Wenn man sich zum Thema Europa äußern soll, besteht eine der Hauptgefahren darin, in beruhigende und unstrittige Banalitäten abzugleiten. Über die wir uns dann alle, zumindest innerhalb des gesellschaftlichen Milieus, in dem diese Zeilen gelesen werden, unweigerlich einig sind: Ja, das Fremde ist es wert, entdeckt zu werden; ja, das Übersetzen ist eine gute Sache; ja, der Frieden zwischen den Völkern in unserer Weltgegend ist eine außerordentliche Errungenschaft und so weiter. Dennoch – hat man sich diese bedeutenden Leitsatze erst einmal an den Kopf geworfen, wird nichts dafür getan, sie konkret umzusetzen. Um nicht in die gleiche Falle zu tappen, möchte ich versuchen, einige anschauliche Begebenheiten aus meiner bruchstückhaften und anfechtbaren Erfahrung als Übersetzer (aus dem Deutschen) und als französischsprachiger Schriftsteller (der mehrere Bücher über deutsche Persönlichkeiten geschrieben hat) aufzugreifen.
Beginnen möchte ich mit einem Ereignis, das im Hinblick auf die Schwierigkeit, eine (konkrete) Praxis für und einen allgemeinen Diskurs über Europa zu formulieren, äußerst aufschlussreich und symptomatisch ist. Ich war eingeladen, im Maison de l‘Europe in Paris eine Gesprächsrunde mit dem bedeutenden österreichischen Schriftsteller Werner Kofler und seinem nicht weniger bedeutenden Übersetzer Bernard Banoun, dessen Arbeit in diesem Jahr mit dem Prix de Nerval ausgezeichnet wurde, zu leiten. Die Gesprächsrunde sollte sich des Themas Europa annehmen.
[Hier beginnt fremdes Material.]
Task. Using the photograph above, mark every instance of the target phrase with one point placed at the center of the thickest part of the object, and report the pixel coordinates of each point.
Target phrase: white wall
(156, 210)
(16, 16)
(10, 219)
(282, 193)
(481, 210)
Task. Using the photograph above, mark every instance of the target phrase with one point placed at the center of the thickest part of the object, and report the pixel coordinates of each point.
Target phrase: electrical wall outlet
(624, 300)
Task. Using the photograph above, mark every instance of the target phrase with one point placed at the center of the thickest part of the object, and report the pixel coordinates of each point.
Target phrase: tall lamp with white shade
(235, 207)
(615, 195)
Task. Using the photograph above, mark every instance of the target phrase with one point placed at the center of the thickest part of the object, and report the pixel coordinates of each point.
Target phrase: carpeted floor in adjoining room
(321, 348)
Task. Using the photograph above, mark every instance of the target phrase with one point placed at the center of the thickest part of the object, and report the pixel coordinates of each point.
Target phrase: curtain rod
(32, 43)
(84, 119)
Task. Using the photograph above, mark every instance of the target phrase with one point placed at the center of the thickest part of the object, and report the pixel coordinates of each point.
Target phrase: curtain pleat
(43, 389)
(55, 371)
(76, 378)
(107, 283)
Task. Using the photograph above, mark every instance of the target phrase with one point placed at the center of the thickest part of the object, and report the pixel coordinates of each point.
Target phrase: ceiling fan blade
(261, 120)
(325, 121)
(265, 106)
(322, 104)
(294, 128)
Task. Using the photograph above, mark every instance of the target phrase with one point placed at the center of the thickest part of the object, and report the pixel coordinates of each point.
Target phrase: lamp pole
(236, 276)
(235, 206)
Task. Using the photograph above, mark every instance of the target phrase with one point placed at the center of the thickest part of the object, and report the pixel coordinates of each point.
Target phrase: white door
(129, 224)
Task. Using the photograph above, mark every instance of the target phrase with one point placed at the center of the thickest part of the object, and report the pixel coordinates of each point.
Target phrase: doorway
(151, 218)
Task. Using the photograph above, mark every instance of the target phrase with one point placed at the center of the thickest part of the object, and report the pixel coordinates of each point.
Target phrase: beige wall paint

Da wir nichts Allgemeines über Europa zu sagen hatten oder uns dafür nicht zuständig fühlten, sprachen wir also zu dritt über die Besonderheiten der österreichischen Literatur, die Vorwürfe des Provinzialismus, denen sich auch Elfriede Jelinek ausgesetzt sah, sowie über den Einfluss von Thomas Bernhard und so weiter.
Wir unterhielten uns auf Deutsch, und ich übersetzte für das Publikum ins Französische. Unsere Ausführungen waren weder besonders akademisch noch schwer verständlich, vielmehr war es eine lebensnahe Erfahrung sprachlichen Miteinanders und europäischer Themen.
Der Leiter des ehrwürdigen Hauses aber versuchte uns zu unterbrechen, stieg auf das Podium und insistierte auf dem angekündigten Thema: Europa! In seinen Augen waren Bernhard, Jelinek und Kofler nicht „europäisch“ genug. Dann wiederholte er mit Nachdruck einen berühmten Ausspruch Umberto Ecos: „Die Übersetzung ist die Sprache Europas.“ Ohne jeden Willen zur Polemik bin ich der Ansicht, dass wir es hier mit einem guten Beispiel für die Gefahren von Allgemeinplätzen zu tun haben, die die Debatte plagen. Die Herausforderungen, mit denen Europa nämlich allzu oft zu tun hat, sind mitunter technischer und sogar ziemlich nüchterner Natur und betreffen die Übersetzung, das Dolmetschen sowie die Übersetzer- und Dolmetschervergütung.